Sidi Bou Said'deki O Sarı Boyalı
Kapıyı gördükten sonra, kutlamak üzere kasabanın planlayıcısını aradım.
Ama ulaşamadım.
Kapılar, Tunus'un otantik
yapısını oluşturan detaysal güzelliklerin başında geliyor. Tunus'a
"Kapıların Renklendirdiği Ülke " desem yanlış ifade kullanmış olmam.
Orada evlerin kapıları büyük bir özenle süsleniyor ve tokmağından
boyasına, menteşesinden üzerindeki süslemelere kadar yüzyıllardır süre
gelen oryantal kültürün ince izlerini günümüze taşıyorlar. Tunus
kentlerini bir masalın içerisinden çıkmış havasına sokabilecek kadar
fantastik olan bu kapıların süslemeleri bir diğerine hiç benzemiyor.
Sidi Bou Said'i sorarsanız
eğer, bütün geliri turizme dayalı Tunus'un şirin bir kasabası... Ama
herhangi bir kasaba değil... Doğu kültürünün özelliklerini aktaran
kahvehanelerini, satıcılarını, lokantalarını, ama ille de olağanüstü
kapılarıyla tüm ilgiyi üzerine toplayan evlerini dolaşınca, bu kasabanın
bir marka olmak üzere planlandığını hemen anlıyorsunuz. Her şeyi
turistin ilgisini çekmek üzere planlanmış,bir turizm markası...
Bu kasabayı kimin
planladığını öğrenemedim. Eğer tanışabilseydim ( ki ölmüş olabileceğini
zannediyorum ), kendisini O Sarı Boyalı Kapı nedeniyle kutlamak
isterdim.
Kasaba planlanırken
Tunus'a özgü Arap mimarisi ile Akdeniz'in beyaz köpüklü mavi sularını
simgeleyen renkleri birleştirilmiş ve tüm evler Akdeniz adalarına özgü
beyaz badana ile boyanmış. Pencere ve her biri ayrı güzellikteki
kapıları ise Akdeniz'in mavisi ile bezenmiş.
Böylece beyaz ile mavinin
oluşturduğu kontrast kullanılarak, ziyaretçilerin görsel bir tat
almaları planlanmış. Üstelik kapılarda mavinin dışında bir renk
kullanılmasına izin verilmeyerek, dolaşan insanlarda bir ritim
duygusunun oluşmasına çalışılmış. Kapı ve evlerin güzelliklerinin
sergilenmesinde, kontrast veya ritim gibi fotografik kompozisyon
ögelerinden yararlanılarak, kasaba mimari bir güzel sanatlar eserine
dönüştürülmüş.
Bu yüzden ziyaretçiler
kasabayı bir turistin değil de, bir güzel sanatlar izleyicisinin tadını
alarak geziyorlar.Ancak kasabayı planlayanın en önemli başarısı bence O
Sarı Boyalı Kapı'yı düşünmesi.
Sidi Bou Said'de tamamen
maviye boyanmış kapıların arasında sadece bir tanesinin rengi sarı...

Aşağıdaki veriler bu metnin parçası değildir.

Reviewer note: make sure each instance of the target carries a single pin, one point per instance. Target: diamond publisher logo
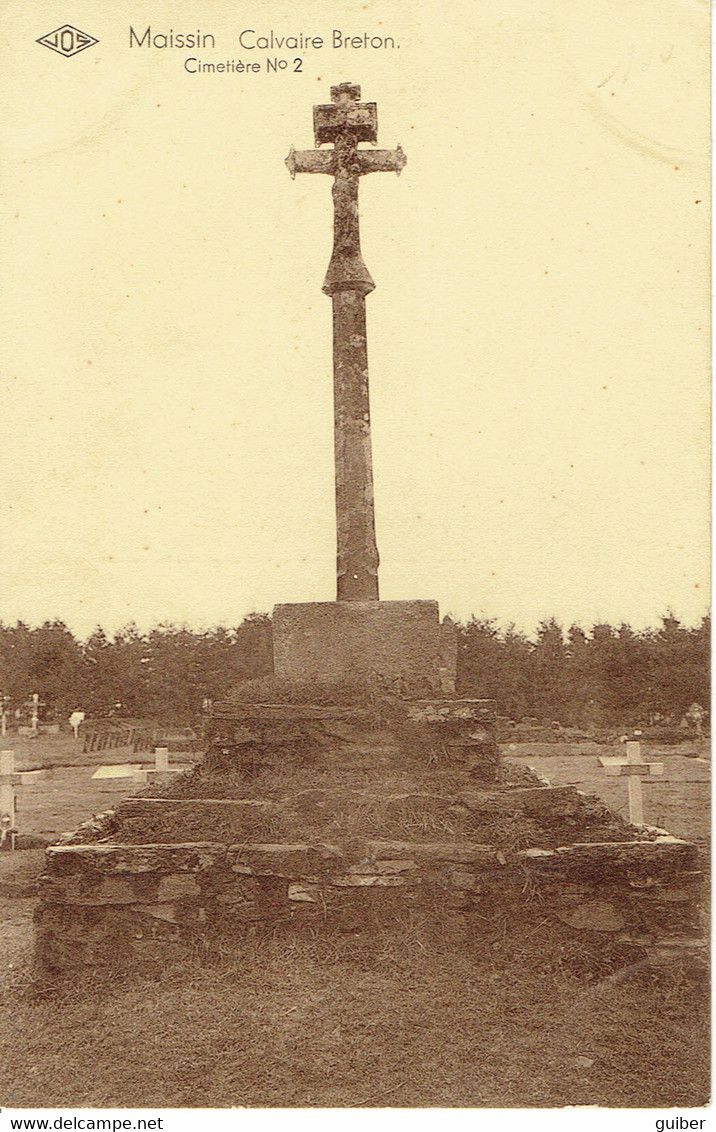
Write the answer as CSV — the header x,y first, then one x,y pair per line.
x,y
67,40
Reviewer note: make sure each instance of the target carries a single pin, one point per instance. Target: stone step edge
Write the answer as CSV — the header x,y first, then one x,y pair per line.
x,y
473,799
197,856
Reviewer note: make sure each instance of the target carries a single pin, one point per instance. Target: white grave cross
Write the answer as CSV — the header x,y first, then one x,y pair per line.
x,y
10,778
635,769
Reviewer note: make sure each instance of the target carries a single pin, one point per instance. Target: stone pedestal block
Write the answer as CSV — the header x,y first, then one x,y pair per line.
x,y
333,641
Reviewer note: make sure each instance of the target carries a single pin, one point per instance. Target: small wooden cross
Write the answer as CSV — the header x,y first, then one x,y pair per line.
x,y
10,778
635,769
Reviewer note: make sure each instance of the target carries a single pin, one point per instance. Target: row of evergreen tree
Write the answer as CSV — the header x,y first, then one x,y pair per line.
x,y
603,676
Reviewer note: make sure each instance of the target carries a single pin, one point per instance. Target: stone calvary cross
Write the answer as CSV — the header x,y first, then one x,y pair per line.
x,y
346,122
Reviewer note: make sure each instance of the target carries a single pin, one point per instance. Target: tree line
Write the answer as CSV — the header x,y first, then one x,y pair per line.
x,y
603,676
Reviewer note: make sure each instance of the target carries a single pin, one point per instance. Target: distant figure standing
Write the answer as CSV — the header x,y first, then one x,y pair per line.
x,y
76,719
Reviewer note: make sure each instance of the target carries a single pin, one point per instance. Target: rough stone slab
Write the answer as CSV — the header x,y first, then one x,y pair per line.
x,y
286,860
618,860
333,641
368,882
139,807
96,889
421,851
193,857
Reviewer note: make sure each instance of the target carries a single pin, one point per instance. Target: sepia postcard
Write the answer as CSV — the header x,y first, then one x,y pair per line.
x,y
354,589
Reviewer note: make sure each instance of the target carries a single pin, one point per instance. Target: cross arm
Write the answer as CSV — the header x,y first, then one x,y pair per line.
x,y
381,161
309,161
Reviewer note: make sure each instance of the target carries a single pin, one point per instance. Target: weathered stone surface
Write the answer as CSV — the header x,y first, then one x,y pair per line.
x,y
178,888
345,641
462,852
62,860
285,860
345,122
611,862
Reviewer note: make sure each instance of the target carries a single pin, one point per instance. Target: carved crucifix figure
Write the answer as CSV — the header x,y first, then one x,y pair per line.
x,y
346,122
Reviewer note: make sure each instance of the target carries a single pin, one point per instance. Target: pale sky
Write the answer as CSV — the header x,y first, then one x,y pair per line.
x,y
538,339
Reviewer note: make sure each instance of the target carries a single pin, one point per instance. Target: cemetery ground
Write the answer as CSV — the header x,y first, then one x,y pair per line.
x,y
407,1015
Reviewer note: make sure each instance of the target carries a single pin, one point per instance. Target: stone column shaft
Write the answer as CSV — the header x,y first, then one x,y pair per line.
x,y
355,516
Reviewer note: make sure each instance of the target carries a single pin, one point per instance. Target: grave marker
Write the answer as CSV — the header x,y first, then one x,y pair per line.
x,y
635,769
10,778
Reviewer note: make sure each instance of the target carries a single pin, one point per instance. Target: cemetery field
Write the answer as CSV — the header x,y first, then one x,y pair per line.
x,y
410,1015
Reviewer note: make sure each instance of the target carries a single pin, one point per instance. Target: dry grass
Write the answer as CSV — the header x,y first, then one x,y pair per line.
x,y
413,1015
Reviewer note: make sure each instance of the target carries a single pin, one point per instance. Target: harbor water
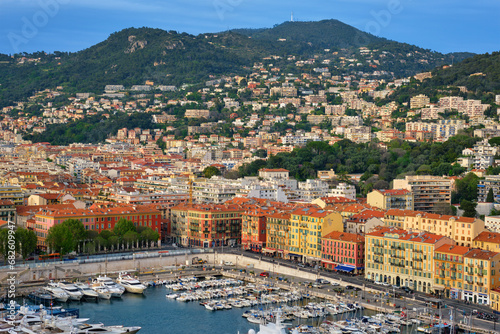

Üstelik sarıya boyanmış o kapının yeri gelişigüzel seçilmemiş. Sırtını
yamaca yaslayan kasabayı bir fotoğraf karesi ( veya resim tuali )
olarak düşünürseniz o sarı boyalı kapı tam sağ üçte birden geçen çizgi
ile, üst üçte birden geçen çizginin kesiştiği yerde bulunuyor. Yani sağ
üst altın noktaya maviler arasına konmuş sarı bir leke şeklinde
yerleştirilerek, bir fotoğraf karesinde gözün altın noktaları ziyareti
gibi, ziyaretçilerin o sarı boyalı kapıya doğru gitmesi sağlanmış.
Tunus'a giden herkes bu
yüzden Sidi Bou Said'i muhakkak ziyaret ediyor. Ve Sidi Bou Said'i
ziyaret eden herkes muhakkak bir başkasına O Sarı Boyalı Kapı'dan
bahsediyor.
O Sarı Boyalı Kapı'nın
farklı olmanın ayrıcalığı ile, birbirinden güzel birçok kapıdan daha
fazla konuşulması, bende sadece güzel olmanın yeterli olmadığı, güzel
olmanın yanında farklı olmanın tadının bir başka olduğu görüşünü
pekiştirdi.
Böylece farklı dünyalara
doğru süren yolculuklarıma devam etmeye karar verdim.